According to Inman News, filings in the case reveal that Samuelson’s would-be successor at Move, Curt Beardsley, was concerned regarding the speed at which he would be expected to execute a plan to “save ListHub,” Move’s listing syndication subsidiary. Beardsley eventually left Move, Inc. as well, and followed Samuelson to Zillow.
On March 27 Move, Inc. filed a motion for a preliminary injunction (which has since been denied by the court), in which an attorney for Move argued Samuelson’s "new position is so entwined with the role he had at Move that Samuelson cannot work for Zillow without relying upon trade secret information. Hence, the court should enjoin him from employment or consulting with Zillow."
This type of motion is common in cases where a senior exec moves to work for one of the company’s biggest competitors, however courts are unwilling to grant such motions unless there are “troubling facts” involved, said I. Neel Chatterjee, a partner specializing in intellectual property at global law firm Orrick, Herrington, and Sutcliffe LLP. Orrick is not involved with this case.
“What courts are typically doing is they are trying to figure out is this a person that can be trusted to safeguard the trade secrets of their former employer,” Chatterjee said.
They gauge trustworthiness by factoring in whether the former employee took materials from the company or tried to wipe his or her computer clean, he said.

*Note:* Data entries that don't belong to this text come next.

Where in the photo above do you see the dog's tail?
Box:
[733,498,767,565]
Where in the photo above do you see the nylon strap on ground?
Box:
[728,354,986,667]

Whether or not the exec’s new role is substantially similar to his or her previous role is also considered. Given Move’s allegations, each of these factors would seem to weigh in favor of the motion in this case.
Most similar cases are ultimately settled, Chatterjee said.
“These cases are hard to win without some troubling facts. Something that indicates the person is doing something kind of sketchy,” he said.